I drove my husband's car today and after a few errands, was getting out of the car and suddenly my calf was cramped and thought of this post; I'd seen the post before but didn't have anything to add until that happened. Before the last two errands, I adjusted the seat (raised the seat and tilted the incline so the front was even with or slightly higher than the back) and...no more cramping. When I initially got in to take his car, I just slid the seat forward so as not to make too many adjustments he'd need to fix, but once I made those second adjustments, I was able to slide the seat back a bit further to reduce the angle my foot had to be held in.
It sounds like you're a short stuff like me, and for those of us of smaller stature, particularly driving cars with deeper bucket seats can be uncomfortable after a bit of time since there's not that much leg length to clear the rise of the bucket seat and then down to reach the pedals. Without those adjustments, we press our legs harder into the rise of the bucket and I wonder if it doesn't create some circulation or nerve pinch issues after holding the back of the knee pressed into the seat for an extended period of time. The cramps did not resurface after making the adjustments so its purely anecdotal evidence based on the one experience - I don't want to try recreating to see if it happens again - but thought I'd toss that out there as a suggestion to try raising your seat position.
While the driver's ed car likely won't have the raise and tilt features for the driver's seat, you can ask if you bring a cushion to give you some height and lift your backside out of the "bucket" of the seat so you're not needing to press your leg so hard into the bottom of the seat to reach the pedals. Or if it does have raise/incline options - you mentioned you feel most comfortable with the seat lower - give it another try. As a new driver, thought I'd share that I sit in a very different position now than when first driving, and general ergonomics played a large part in those adjustments as you get used to the feel of driving and the best visibility available.
Edited: Correction - clarification.
Edited by: KASTRA at: 8/3/2014 (17:27)
Starting: 41.1 BMI and extremely sedentary Current: 28.0 BMI with strength-training and low-impact cardio Mini-goal: 29.9 BMI (about 164 lb) - DONE on 8/6/14! I'm no longer obese! Mini-goal: 5K walk or run Mini-goal: 24.9 BMI (about 136 lb) Mini-goal: half-marathon walk or run GOAL: 23 BMI (about 125 pounds), fit and active
Well, sitting too close causes you to have to flex your foot at a steep angle, which is what's causing the cramps. You can still keep your heel on the floor. My piano students tend to sit with the bench far too close to the piano, and lift their heels off the floor because it is too uncomfortable to flex the foot at that angle. It is rectified by simply moving the piano bench back. Same concept applies to driving.

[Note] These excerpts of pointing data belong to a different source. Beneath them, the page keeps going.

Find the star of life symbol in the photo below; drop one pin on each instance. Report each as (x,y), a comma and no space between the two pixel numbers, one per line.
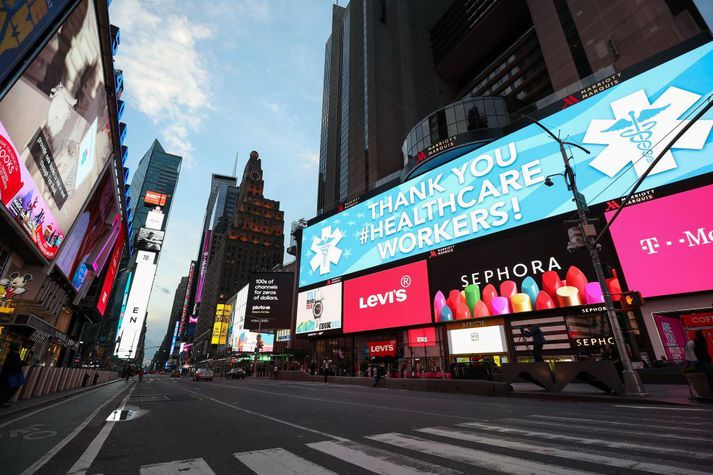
(639,132)
(325,250)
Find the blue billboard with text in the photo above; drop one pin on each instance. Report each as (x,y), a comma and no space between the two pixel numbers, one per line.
(501,185)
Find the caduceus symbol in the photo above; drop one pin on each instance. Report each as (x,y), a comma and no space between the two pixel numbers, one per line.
(639,129)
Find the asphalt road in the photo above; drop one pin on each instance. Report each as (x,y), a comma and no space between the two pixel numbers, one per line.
(164,425)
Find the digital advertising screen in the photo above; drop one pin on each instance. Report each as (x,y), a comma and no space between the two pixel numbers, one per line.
(391,298)
(524,272)
(319,310)
(149,240)
(269,304)
(56,134)
(465,341)
(669,237)
(95,229)
(501,185)
(129,332)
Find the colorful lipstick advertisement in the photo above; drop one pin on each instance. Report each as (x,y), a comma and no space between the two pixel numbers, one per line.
(24,202)
(669,237)
(527,272)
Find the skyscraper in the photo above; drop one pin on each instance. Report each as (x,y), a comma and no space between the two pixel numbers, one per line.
(151,194)
(378,81)
(252,240)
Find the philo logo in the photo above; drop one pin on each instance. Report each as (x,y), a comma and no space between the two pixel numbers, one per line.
(385,298)
(325,250)
(640,130)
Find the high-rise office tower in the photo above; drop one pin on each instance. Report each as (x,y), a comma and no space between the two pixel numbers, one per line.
(151,194)
(378,81)
(252,240)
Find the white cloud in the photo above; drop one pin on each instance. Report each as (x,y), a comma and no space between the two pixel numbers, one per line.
(166,77)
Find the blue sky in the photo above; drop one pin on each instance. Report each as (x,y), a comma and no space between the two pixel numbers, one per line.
(210,79)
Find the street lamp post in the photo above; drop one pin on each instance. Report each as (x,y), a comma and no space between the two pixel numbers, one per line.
(632,381)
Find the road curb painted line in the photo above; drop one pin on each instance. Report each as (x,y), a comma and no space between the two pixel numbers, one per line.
(53,451)
(41,407)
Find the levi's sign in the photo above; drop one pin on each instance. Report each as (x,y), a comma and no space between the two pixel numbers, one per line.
(382,348)
(500,186)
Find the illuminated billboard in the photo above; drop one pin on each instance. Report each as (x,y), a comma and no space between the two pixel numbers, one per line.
(135,313)
(500,186)
(319,310)
(111,273)
(57,117)
(149,240)
(269,303)
(155,198)
(669,237)
(95,228)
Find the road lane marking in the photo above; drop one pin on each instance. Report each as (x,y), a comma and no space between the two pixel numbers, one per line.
(53,451)
(661,408)
(87,458)
(369,406)
(378,461)
(274,419)
(83,393)
(272,461)
(609,460)
(589,441)
(487,460)
(187,467)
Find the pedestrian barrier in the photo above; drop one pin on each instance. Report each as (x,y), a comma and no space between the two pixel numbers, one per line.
(43,380)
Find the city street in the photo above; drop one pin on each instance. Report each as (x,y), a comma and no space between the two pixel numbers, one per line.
(171,425)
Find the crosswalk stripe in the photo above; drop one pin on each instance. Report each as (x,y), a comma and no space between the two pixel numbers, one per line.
(378,461)
(278,460)
(589,441)
(184,467)
(553,451)
(621,430)
(480,458)
(615,423)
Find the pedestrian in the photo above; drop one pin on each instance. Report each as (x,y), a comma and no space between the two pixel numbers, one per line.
(538,340)
(703,356)
(11,376)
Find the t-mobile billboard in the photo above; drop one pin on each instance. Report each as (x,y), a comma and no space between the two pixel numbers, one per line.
(130,330)
(670,237)
(392,298)
(500,185)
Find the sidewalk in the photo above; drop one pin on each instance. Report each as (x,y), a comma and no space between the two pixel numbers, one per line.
(26,404)
(670,394)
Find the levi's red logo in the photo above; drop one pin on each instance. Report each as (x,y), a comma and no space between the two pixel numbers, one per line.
(392,298)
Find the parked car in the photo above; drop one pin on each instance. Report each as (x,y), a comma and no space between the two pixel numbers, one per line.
(236,373)
(203,373)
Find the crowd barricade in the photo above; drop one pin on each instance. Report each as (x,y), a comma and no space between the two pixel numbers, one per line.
(44,380)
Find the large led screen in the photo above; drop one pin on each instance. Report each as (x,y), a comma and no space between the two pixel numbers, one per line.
(519,273)
(319,310)
(666,245)
(56,116)
(392,298)
(500,186)
(269,303)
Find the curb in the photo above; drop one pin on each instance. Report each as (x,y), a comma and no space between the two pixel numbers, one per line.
(6,412)
(603,398)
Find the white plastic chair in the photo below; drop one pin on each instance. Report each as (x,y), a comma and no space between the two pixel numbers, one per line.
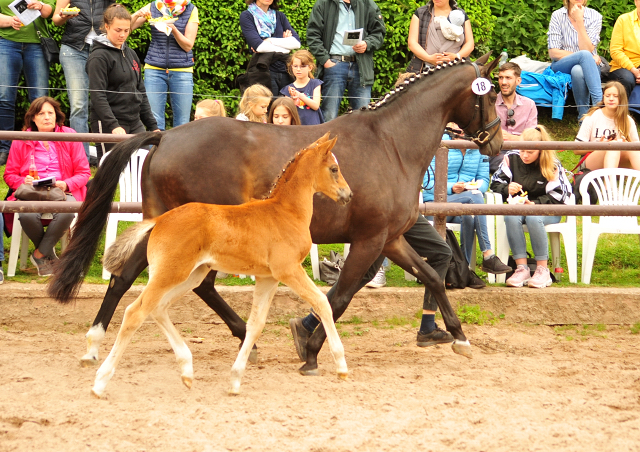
(129,192)
(20,243)
(614,187)
(569,235)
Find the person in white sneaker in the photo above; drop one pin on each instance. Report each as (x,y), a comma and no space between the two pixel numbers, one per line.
(531,177)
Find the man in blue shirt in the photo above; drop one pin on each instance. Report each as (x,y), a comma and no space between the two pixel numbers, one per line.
(343,67)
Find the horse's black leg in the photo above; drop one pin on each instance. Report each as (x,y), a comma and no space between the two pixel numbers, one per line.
(207,291)
(361,255)
(118,286)
(400,252)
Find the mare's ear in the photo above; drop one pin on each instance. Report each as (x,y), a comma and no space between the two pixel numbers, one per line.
(483,59)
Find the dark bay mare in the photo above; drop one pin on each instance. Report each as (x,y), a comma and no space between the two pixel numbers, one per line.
(383,152)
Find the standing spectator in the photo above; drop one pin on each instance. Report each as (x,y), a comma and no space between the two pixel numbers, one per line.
(209,107)
(119,103)
(262,21)
(573,37)
(625,50)
(64,160)
(305,90)
(429,39)
(609,120)
(516,112)
(539,175)
(283,112)
(80,30)
(20,51)
(343,67)
(169,62)
(467,180)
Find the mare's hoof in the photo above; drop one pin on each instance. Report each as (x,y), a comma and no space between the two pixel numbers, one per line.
(88,361)
(253,356)
(462,348)
(308,371)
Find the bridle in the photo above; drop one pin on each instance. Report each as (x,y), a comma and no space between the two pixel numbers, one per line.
(482,135)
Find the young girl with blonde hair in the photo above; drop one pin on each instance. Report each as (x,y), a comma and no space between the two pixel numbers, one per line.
(536,177)
(305,90)
(606,121)
(209,107)
(254,104)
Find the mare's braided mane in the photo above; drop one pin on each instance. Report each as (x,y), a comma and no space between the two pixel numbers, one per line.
(391,95)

“Sometimes the moments that challenge us the most, define us.” - Deena Kastor
Thanks for your suggestions. My instructor says I should keep my heel on the floor at all times. I do lift my foot when moving between brake and accelerator, but heel stays in place when just decreasing pressure.
I can't put my seat back or I won't be able to put the clutch right in. It's not an automatic.
I've been learning to drive for the last year and I find that when I raise my foot off the accelorator to slow down a little, if my foot goes to less than 90 degrees of my leg, I start to take cramp up my shin and calf! I'm more comfortable the lower the seat is, but then I am struggling to see out of the car properly!
I do have a very sedentary lifestyle, but is there any particular exercise anyone can recommend to help me avoid this situation? I have my driving test in a few weeks' time and I don't want this to ruin it for me!